Match à haute tension

Grosse affiche hier soir à Winter Game Canada Center avec une rencontre rien moins qu’amicale entre les Etrangleurs de Grizzlis et les Dépeceurs de Caribous.

Deux équipes de sept joueurs sur un terrain indoor en synthétique, des buts de la taille d’un Passe Partout allongé, du sang, des larmes, des groupies en folie et des chasubles jaunes.

Votre humble serviteur ayant été transféré le temps d’un soir en échange d’une indemnité d’une pinte de Yukon Red se retrouve titularisé avec les Etrangleurs de Grizzlis. En face, une mamie customisée avec quatre poumons, une espèce de Spiderman qui intercepte tous les ballons avec ses jambes arachnéides, une fille paumée qui confond catch et soccer. A noter aussi la présence d’un Karim (surtout pas Benzema) amputé d’un genou mais trop timide pour le signaler et d’un blondinet qui ferait passer Carl Lewis pour une tortue rhumatisante.

Début de match calme, avec uniquement quelques prises de balle peu aventureuses. On notera deux tacles au larynx et une semelle amoureusement déposée sur le tibia d’un joueur par le Gardien manchot des Dépeceurs.

C’est moi-même qui a eu l’immense honneur, le privilège de dépuceler le tableau de score avec une action digne de mon incommensurable talent: interception aux 6 mètres, remontée de balle fulgurante sur tout le terrain, fixation du gardien et intérieur du pied le plus minable de l’histoire du football. Le ballon, très vaguement tirebouchonné, trouve le moyen de passer dans le cinquième trou – entre les jambes de la gardienne – et de finir sa lente course au fond des filets. 1/0 pour les Etrangleurs

Etant d’une nature partageuse, je pars cracher mes poumons sur le banc et laisse rentrer un clone de Chris Waddle, virtuose avec une main à la place du pied. Le jeu s’équilibre avec une charnière centrale des dépeceurs qui a retrouvé ses marques. 300 kilos à eux deux et rien qui passe. Le seul a avoir essayé git encore dans un coin du gymnase. Sur une contre attaque rondement mené, Mme 4 poumons profite d’un contre favorable pour remiser dans le paquet où elle trouve Le détrousseur de ballons local qui la met au fond et la met bien, tel le renard basique des surfaces yukonnaises. 1/1 à ce moment la.

Je rentre en jeu, fait mon Benzema sur trois contre attaques: passe à contre temps dans un espace temps inconnu, direction le vide intersidéral. Les dépeceurs sont décidés à passer à la vitesse supérieure et ont affuté leurs crampons qui rendraient jaloux les Machs 3 de chez nous. Plusieurs jambes sont ainsi épilées pour un long temps. Sur une nouvelle contre attaque, je fais mon Goldorak, fulgurose pointise avec le ballon, dribble le goal, me retrouve au point de corner, redresse la balle tel le Juninho moyen et adresse un centre metrémisé pour mon collègue de pointe qui pointe justement et envoie le ballon échouer dans le but. 2/1 pour les Etrangleurs de Grizzlis.

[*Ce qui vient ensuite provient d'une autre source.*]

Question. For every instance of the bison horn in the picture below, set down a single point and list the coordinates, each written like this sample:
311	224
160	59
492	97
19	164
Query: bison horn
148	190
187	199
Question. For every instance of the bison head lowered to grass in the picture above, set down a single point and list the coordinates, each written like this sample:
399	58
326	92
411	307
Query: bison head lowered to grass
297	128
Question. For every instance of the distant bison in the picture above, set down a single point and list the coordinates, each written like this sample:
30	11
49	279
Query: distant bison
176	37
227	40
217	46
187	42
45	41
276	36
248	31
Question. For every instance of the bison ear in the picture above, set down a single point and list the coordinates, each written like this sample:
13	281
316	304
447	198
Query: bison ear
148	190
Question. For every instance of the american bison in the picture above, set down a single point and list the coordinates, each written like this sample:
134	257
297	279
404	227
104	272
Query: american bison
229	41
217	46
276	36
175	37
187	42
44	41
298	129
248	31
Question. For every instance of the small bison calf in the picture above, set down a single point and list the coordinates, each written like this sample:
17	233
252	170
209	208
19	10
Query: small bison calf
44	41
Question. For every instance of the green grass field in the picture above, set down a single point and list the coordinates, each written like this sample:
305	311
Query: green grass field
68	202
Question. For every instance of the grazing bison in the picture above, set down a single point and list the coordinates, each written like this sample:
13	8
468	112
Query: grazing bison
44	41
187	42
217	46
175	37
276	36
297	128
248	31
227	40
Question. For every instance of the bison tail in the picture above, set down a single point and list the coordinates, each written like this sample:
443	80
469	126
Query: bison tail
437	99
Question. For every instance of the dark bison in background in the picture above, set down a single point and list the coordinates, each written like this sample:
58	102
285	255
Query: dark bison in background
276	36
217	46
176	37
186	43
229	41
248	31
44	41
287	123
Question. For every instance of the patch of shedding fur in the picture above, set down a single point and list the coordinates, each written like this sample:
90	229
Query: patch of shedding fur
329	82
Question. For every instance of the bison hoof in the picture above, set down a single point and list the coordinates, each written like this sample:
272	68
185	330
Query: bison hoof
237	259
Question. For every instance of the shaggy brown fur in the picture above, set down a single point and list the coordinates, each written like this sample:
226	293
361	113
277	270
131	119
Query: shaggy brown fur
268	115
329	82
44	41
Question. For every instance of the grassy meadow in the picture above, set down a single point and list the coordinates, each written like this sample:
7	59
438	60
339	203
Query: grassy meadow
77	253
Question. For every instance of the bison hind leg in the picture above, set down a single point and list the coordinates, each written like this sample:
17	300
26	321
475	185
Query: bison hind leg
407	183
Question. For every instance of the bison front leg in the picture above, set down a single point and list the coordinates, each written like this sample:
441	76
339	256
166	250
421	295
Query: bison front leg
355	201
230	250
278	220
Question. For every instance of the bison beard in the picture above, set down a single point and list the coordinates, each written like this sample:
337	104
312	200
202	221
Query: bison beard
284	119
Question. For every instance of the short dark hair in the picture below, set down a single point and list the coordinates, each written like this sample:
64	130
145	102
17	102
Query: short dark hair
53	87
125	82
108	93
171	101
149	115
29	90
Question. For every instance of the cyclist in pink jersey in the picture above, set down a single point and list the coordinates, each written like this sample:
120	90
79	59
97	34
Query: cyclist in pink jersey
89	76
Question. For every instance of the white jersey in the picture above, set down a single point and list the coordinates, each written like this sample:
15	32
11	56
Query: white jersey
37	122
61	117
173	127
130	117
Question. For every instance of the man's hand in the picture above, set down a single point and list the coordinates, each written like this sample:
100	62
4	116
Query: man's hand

Quelques minutes après, le chronomètre continuant à vivre sa vie, je suis lancé dans la bonne direction, vers le but adverse, par une merveille de passe de profondeur, un contrôle foireux plus loin, trois roulettes, quatre ou cinq passements de jambe et une dizaine de sombréros, premier centre contré par le Mur local, le ballon, fort obligemment, me revient dessus. Je le prends avec determination, lui tape un bout de discuss’ et l’envoie, avec un admirable plat du pied légèrement brossé dans un sens N/NE , dans les pieds du Rudi Voller yukonnais qui ne se fait pas prier. A noter l’admirable camaraderie des Depeceurs de Caribous qui faisaient en même temps un concours de mime de piquet. 3/1 pour les Etrangleurs de Grizzlis

La fin du match, tel un film porno, est haletante. Je cède encore ma place, regarde les autres courir et suer. Je vois surtout le blondinet cocaïnoman envoyer des cinq mètres une “praline, une cacahouète, une pastèque” sur la barre. Je vois aussi le Karim seul devant le but grand ouvert envoyer la chique dire bonjour au poteau. C’est finalement l’Albator local, même coupe de cheveux mais moins classieux, qui se l’emmène et se la régale au milieu d’une défense située entre le gériatrique et le végétatif  pour derechef faire claquer les filets. 3/2 et score final.

Bon petit match, amusant, d’un niveau technique parfois lamentable, parfois surprenant. Foule hautement sympathique et rendez-vous la semaine prochaine.